Lastly, the administrative burden associated with fulfilling CMS reporting requirements is onerous, which contributes to physician burnout, poor retention, and system-level inefficiencies. Manual extraction is required for reporting 55% of practice data.1 Under the Merit-based Incentive Payment System (MIPS), CMS estimated that reporting requirements cost $1.3 billion in additional staff work in the first year alone.23 Stakeholders in oncology need to collaborate with CMS to identify ways to off-load burdensome administrative requirements from the practices, while simultaneously starting to reimburse those same practices for essential services performed by support staff.1
Thought leaders from the NCCN Working Group and Policy Summit collaborated on key policy areas that address challenges of delivering value-based oncology care, ensuring team-based coordination of care, emphasizing policies to ensure the adoption and availability of innovative therapies, and addressing shortages and diversity in the cancer care workforce. Several overarching policy areas transcend across the delivery system, specifically the promotion of data-driven transparency, scalability, defining measures of quality and cost, and multidisciplinary buy in. Across the care delivery system, policies should facilitate transparent and meaningful data-sharing—including alternative data sources among providers, payers, and patients—to better coordinate, deliver, and measure high-quality cancer care. Under value-based payment models and delivery of innovative treatment, success will ultimately depend on quantifying measures of quality and cost. Moving the needle forward and generating a cultural shift in the delivery of value-based models of care, innovative therapies, and team-based coordination requires strong leadership among clinical, business, and government entities. Policies should facilitate standardized yet adaptable healthcare systems to promote the delivery of care that ensures quality and safety, patient-centered care, cost-effectiveness, evidence-based practice, team-based coordination, and access to innovation.
Disclosures: Dr.

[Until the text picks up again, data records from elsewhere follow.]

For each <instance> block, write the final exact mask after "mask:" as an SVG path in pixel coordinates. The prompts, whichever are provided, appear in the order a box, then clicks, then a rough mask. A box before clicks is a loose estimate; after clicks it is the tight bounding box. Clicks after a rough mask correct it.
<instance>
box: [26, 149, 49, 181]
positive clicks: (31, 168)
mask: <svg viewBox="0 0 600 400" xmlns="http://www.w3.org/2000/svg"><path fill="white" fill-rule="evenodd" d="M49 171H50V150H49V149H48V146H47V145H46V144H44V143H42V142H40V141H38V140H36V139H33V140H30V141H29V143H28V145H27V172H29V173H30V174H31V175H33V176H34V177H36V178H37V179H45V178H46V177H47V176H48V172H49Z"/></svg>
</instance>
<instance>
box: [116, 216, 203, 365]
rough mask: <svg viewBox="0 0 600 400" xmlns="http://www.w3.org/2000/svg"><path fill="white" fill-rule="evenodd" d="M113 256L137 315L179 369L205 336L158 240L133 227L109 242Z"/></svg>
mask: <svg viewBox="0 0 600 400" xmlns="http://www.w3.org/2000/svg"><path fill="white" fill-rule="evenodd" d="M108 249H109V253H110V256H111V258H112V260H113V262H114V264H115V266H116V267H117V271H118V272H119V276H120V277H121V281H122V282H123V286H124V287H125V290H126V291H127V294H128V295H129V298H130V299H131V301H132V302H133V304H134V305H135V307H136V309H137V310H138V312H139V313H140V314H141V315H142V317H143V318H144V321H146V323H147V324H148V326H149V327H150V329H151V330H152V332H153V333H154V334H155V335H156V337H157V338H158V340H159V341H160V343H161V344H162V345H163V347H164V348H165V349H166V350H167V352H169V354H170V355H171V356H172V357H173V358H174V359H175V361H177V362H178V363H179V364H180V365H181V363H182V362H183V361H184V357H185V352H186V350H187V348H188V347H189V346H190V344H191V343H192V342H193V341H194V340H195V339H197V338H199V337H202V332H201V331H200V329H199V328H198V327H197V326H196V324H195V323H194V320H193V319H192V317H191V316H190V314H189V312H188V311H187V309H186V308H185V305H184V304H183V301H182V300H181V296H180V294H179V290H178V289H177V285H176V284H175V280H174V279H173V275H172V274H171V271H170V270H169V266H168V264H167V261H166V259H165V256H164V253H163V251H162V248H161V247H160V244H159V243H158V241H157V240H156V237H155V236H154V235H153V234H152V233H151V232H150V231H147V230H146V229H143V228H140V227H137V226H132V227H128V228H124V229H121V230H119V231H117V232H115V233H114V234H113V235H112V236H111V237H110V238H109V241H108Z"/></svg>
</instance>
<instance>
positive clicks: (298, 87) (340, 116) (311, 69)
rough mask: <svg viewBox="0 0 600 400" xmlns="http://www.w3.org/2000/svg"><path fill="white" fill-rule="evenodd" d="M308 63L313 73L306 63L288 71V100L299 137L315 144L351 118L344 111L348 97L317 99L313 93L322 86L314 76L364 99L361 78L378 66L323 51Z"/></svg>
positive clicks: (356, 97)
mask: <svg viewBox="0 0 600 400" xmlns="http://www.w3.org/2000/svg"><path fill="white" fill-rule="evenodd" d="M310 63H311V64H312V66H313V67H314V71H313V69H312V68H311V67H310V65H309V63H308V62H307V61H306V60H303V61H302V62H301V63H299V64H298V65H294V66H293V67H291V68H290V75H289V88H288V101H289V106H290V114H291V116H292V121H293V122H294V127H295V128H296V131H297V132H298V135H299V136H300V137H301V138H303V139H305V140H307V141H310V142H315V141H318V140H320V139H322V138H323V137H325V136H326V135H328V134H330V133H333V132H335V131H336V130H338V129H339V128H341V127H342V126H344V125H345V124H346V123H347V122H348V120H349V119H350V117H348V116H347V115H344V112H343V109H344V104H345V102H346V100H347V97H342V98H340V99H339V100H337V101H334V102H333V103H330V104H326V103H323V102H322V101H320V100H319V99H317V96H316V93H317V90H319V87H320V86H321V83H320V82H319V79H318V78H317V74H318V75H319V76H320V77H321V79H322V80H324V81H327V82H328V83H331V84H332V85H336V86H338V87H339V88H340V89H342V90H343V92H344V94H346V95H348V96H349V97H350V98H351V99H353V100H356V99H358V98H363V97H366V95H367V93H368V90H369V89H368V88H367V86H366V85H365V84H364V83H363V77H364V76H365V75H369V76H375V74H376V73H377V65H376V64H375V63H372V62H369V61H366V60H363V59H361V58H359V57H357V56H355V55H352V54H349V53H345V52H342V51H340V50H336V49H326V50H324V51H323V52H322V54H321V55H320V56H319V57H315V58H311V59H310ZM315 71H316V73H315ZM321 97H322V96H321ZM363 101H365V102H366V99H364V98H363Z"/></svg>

Newcomer has disclosed that he serves on the board for Cellworks, and is a scientific advisor for Grail, Loxo Pharmaceuticals, Merrimack Pharmaceuticals, Mobil ODT, Reflexion Medical, RxFunction, Trakcel, Xenex. The remaining authors have disclosed that they have no financial interests, arrangements, affiliations, or commercial interests with the manufacturers of any products discussed in this article or their competitors. Ms. Winckworth-Prejsnar, Mr. McCanney, Ms. Schatz, Ms. Fitzgerald, and Dr. Carlson are employed by the National Comprehensive Cancer Network.